So by now you have most likely heard the story of Rachel Dolezal, the former head of The NAACP chapter in Spokane, Washington. Dolezal was born white but started telling people she was a black woman over the past few years. At the time of this writing, she has appeared on national television and is in talks to have her own reality show. We can debate ad nauseam the ramifications of her actions, but there are certain aspects of this controversy that you as a leader must pay attention to. If you miss the key teachable moments from this story, you can hurt yourself in the future.

Teachable Moment #1: Be honest to yourself first and foremost

Dolezal apparently told her brother to not blow her cover as her appearance started to change over the years.

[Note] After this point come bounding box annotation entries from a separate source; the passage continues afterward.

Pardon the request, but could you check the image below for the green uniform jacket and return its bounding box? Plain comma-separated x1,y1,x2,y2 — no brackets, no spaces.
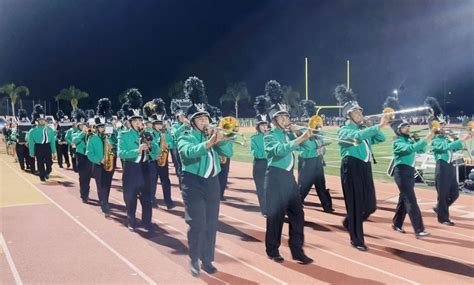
64,127,79,144
263,128,299,171
337,121,385,162
392,136,426,166
250,132,267,159
72,130,87,155
431,135,463,163
28,126,56,156
178,129,233,178
86,134,104,164
117,129,160,163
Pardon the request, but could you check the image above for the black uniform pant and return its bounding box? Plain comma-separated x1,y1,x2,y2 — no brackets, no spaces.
219,157,230,198
435,159,459,223
76,152,92,199
15,143,30,170
298,156,332,211
341,156,377,245
252,158,267,215
169,148,182,183
92,163,114,212
35,143,53,179
56,142,69,167
264,166,304,257
181,172,220,262
393,164,425,233
151,162,174,207
69,145,77,172
122,161,152,226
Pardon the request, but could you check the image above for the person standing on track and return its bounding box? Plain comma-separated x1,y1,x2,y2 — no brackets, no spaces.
28,104,56,182
71,109,92,204
64,110,79,172
16,109,31,170
151,98,176,210
178,77,232,276
118,89,158,232
250,95,269,217
298,100,334,213
56,110,72,168
264,80,313,264
86,98,115,217
335,85,390,251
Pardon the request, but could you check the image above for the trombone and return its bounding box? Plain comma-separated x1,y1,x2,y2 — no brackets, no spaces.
204,116,248,147
289,124,358,145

A statement like this shows a clear aspect of deception on her part. As a leader, you have to come to terms with your identity before you engage the masses for two reasons: 1) You will have more clarity of mind, which is crucial for a leader; and 2) You won’t have to worry about being exposed as a fraud and losing credibility to the people that mattered most—your original constituency. As the African proverb goes, “When you tell the truth, you don’t need a good memory.” Be honest now to save yourself from unnecessary drama later.

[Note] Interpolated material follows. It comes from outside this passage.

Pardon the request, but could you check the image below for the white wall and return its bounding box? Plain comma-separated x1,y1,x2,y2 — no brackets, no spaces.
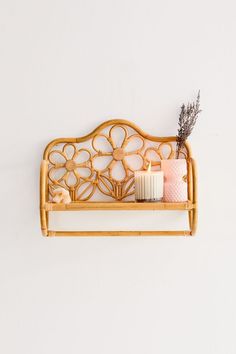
0,0,236,354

Teachable Moment #2: Your diversity is an asset so don’t try to blend in

I work in the area of social justice. On a daily basis, I work to end serious issues like child trafficking, slavery, homophobia, racism, anti-Semitism, and more. In this work, I have met people of all races and backgrounds all dedicated to a common cause. The leaders who were the most ineffective were the ones who believe they have to shun who they are in order to better contribute to a movement. I am reminded of a recent example of Ben Affleck who tried to hide a story about his ancestors possibly owning slaves. Everyone knows that Affleck is a humanitarian and committed to human rights so why does he need to hide “his” history? If anything, his story shows that we do not have to inherit the prejudices of our ancestors. It’s a story to be told! We’re stronger as a community when we embrace our background and use it as a place of reference, not residence.

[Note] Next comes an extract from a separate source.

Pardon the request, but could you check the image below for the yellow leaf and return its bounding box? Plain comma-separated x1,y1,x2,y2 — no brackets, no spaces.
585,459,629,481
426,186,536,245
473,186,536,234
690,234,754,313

Teachable Moment #3: Do you want to be Kim Kardashian or a Dr. King?

Wow, tough comparison right? Both are public figures right? Both are talked about throughout the world right? The question becomes: what are people saying when they talk about Kardashian and King? Note: I am not judging or condemning Kardashian. I’m just using her story for comparison purposes. Dr. King’s claim to fame despite any flaws he had was being a servant to humanity. Kardashian will be remembered by many as someone who rose to fame from her recorded sexual encounter with singer Ray-J. Decades from now as we ignore more and more history, Kardashian may be remembered as a great humanitarian on her chosen causes. After all, there are many illegal and nefarious activities behind some of the greatest names and corporations in history but we have selective memories right? Dolezal is about to cash in with reality shows and book deals not based on her commendable work as a civil rights leader, but as someone who turned out to be a fraud. What do you want to be remembered for? A leader is only as good as her legacy.

At the end of the day, you have to decide what type of leader you want to be. We live in a pop-culture world that celebrates the worst of us. Don’t be so hungry for fame and exposure that you’re willing to sell your soul to the highest bidder. Don’t compromise your integrity for a paycheck. You may argue that Kim Kardashian is ultra-rich and can do whatever she wants right now. Yes, that is true. There is great benefit to having wealth but I believe there is a greater benefit to service to others, especially public service if you are a leader. Be honest with yourself, respect the diversity you bring to the table, and do your best to choose a positive legacy to be remembered for despite what others may say about you. The rise, fall, and rise again of Rachel Dolezal is a cautionary story for us all, but only if you read the story!